The setlist covers almost all the highlights from ELO’s considerable oeuvre, from breakthrough singles like “Evil Woman” and “Livin’ Thing” to disco-influenced hits like “Sweet Talkin’ Woman” and “Turn To Stone,” even turning back the clock all the way to early milestones like the superb, rather proggy “10538 Overture” and the raucous “Ma-Ma-Ma Belle.” The band reproduces the original studio recordings with remarkable fidelity, a testimony to Lynne’s exacting standards as a producer/arranger, and the crowd is way into it, singing and dancing and clapping along to every familiar tune.

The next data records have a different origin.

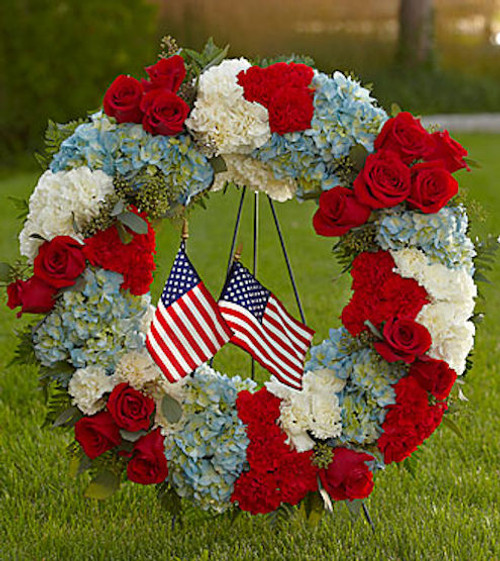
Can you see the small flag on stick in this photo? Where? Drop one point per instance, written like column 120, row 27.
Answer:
column 187, row 328
column 263, row 327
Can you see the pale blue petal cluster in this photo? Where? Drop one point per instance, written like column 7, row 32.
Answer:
column 344, row 115
column 93, row 326
column 207, row 453
column 126, row 148
column 441, row 236
column 368, row 389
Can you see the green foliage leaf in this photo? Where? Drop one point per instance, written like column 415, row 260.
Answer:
column 104, row 484
column 171, row 409
column 134, row 222
column 5, row 272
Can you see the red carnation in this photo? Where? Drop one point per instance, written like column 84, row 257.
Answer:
column 34, row 296
column 348, row 477
column 406, row 136
column 431, row 187
column 97, row 434
column 60, row 261
column 122, row 100
column 384, row 181
column 130, row 408
column 448, row 151
column 133, row 260
column 291, row 109
column 167, row 74
column 404, row 339
column 148, row 464
column 339, row 211
column 164, row 112
column 434, row 376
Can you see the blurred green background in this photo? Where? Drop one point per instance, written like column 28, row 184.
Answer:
column 57, row 57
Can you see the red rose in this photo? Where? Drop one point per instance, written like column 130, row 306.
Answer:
column 122, row 100
column 34, row 295
column 130, row 408
column 167, row 74
column 148, row 464
column 449, row 151
column 406, row 136
column 291, row 110
column 431, row 187
column 404, row 339
column 164, row 113
column 347, row 477
column 383, row 182
column 434, row 376
column 338, row 212
column 97, row 434
column 60, row 261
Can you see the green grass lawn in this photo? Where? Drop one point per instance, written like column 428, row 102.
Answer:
column 450, row 510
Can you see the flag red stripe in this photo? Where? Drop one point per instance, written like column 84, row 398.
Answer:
column 259, row 337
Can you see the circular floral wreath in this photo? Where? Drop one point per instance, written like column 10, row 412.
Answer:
column 372, row 392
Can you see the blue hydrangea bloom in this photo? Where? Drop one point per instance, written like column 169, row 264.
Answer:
column 441, row 236
column 95, row 326
column 126, row 148
column 207, row 453
column 344, row 115
column 368, row 389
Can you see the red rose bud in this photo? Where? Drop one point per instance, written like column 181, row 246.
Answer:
column 348, row 477
column 167, row 74
column 384, row 181
column 97, row 434
column 431, row 187
column 449, row 151
column 339, row 211
column 406, row 136
column 60, row 261
column 34, row 296
column 130, row 408
column 148, row 464
column 291, row 110
column 404, row 339
column 164, row 113
column 434, row 376
column 122, row 100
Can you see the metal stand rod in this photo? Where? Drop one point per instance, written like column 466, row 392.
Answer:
column 255, row 250
column 236, row 230
column 285, row 254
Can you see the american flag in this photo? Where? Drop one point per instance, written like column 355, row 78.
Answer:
column 187, row 328
column 263, row 327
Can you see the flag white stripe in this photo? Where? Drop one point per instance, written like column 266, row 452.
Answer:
column 294, row 325
column 259, row 333
column 165, row 360
column 211, row 312
column 193, row 303
column 279, row 369
column 270, row 313
column 178, row 330
column 193, row 329
column 171, row 345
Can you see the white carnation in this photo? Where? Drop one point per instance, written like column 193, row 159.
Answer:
column 245, row 170
column 222, row 119
column 315, row 409
column 61, row 200
column 87, row 387
column 446, row 317
column 137, row 368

The pickings are naturally much thinner from latter days, as the band tailed off pretty severely after 1979’s Discovery (represented here by “Don’t Bring Me Down”). In fact, the only two songs that post-date it are the bounding, ’50s-flavored “Rock ‘N’ Roll Is King,” from 1983’s Secret Messages, and the Traveling Wilburys cover “Handle With Care.” The latter tune, co-written by the entire Wilburys lineup of Lynne, George Harrison, Roy Orbison, Tom Petty and Bob Dylan, is indeed rendered with great care and affection, and dedicated to Harrison and Orbison.

The show is, in essence, a celebration of ELO’s unique facility for crafting “classical pop,” the imaginative hybrid first explored on the Beatles’ Sgt, Pepper’s Lonely Hearts Club Band and Magical Mystery Tour releases. The only classic ELO tracks that feel like they’re missing here are a cover of a Beatles cover (the group’s superb take on Chuck Berry’s “Roll Over Beethoven”) and a handful of similarly upbeat album cuts like “Do Ya” and “Rockaria.” It seems middle-aged Lynne just isn’t into rocking out full bore any more.

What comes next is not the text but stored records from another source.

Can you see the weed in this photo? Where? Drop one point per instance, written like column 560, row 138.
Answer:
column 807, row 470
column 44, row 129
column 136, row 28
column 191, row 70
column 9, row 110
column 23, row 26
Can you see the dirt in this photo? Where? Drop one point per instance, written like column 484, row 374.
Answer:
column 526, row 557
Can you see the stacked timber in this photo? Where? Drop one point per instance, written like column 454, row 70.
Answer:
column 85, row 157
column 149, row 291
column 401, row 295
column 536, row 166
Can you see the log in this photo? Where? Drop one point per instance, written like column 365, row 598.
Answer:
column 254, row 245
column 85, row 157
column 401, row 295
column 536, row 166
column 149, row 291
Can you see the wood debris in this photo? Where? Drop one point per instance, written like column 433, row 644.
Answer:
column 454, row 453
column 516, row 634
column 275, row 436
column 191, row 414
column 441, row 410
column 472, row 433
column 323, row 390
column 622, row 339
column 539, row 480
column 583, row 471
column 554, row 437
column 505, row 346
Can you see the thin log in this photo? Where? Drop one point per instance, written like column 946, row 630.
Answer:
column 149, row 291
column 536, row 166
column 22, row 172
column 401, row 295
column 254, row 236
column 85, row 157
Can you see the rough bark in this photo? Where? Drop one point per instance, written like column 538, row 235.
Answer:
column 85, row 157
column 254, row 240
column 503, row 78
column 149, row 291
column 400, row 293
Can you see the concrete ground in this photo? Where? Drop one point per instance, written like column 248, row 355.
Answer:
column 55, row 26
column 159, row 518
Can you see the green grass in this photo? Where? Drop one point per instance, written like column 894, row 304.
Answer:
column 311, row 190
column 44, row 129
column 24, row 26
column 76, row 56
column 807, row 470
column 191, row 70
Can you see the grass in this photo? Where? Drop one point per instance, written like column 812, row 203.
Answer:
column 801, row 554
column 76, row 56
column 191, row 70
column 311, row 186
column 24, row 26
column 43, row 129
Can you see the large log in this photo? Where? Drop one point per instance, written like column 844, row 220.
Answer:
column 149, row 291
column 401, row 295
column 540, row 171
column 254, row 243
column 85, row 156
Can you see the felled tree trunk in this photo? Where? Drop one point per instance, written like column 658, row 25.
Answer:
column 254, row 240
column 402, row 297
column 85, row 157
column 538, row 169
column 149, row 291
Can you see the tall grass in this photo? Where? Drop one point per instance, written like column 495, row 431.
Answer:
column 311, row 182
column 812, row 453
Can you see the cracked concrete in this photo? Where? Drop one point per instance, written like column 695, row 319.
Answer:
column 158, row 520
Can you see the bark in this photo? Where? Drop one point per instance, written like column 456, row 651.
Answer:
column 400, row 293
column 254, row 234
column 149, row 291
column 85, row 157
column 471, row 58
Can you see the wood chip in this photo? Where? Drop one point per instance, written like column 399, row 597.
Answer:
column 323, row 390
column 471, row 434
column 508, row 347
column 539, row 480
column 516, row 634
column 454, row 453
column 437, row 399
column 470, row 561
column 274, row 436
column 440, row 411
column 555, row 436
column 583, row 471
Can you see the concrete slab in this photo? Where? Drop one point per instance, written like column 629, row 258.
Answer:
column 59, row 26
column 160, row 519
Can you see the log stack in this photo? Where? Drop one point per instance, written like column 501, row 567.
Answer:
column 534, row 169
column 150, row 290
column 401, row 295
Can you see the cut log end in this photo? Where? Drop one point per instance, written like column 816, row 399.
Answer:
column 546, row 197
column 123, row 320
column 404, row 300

This DVD package also includes the 60-minute career-spanning bio Mr. Blue Sky: The Story Of Jeff Lynne & ELO. The last two words of that title are basically a footnote; this is the Lynne story start to finish, but it’s quite engrossing at that, focusing at least as much on the maestro’s notable work with the Wilburys (individually and collectively) and the Beatles as on ELO or even his solo work.

Next up for the seemingly rejuvenated Lynne is another release under the “Jeff Lynne’s ELO” banner called Alone In The Universe, further cementing the impression that, in Lynne’s view, the entire ELO legacy exists only as a subset of Jeff Lynne, Inc. Indeed, a September 26 post on ELO‘s Facebook page casually refers to “Jeff Lynne, the creative genius behind ELO…” without a hint of self-consciousness or irony. One could of course blame this on an over-zealous intern, but the man’s own documentary bio includes a quote early on referring to him as “a control freak.” It’s remarkable to think a creative force of Lynne’s stature and accomplishments could still be insecure enough to engage in this sort of puffery.

Oh well. The music is excellent, and the stories entertaining. Enjoy.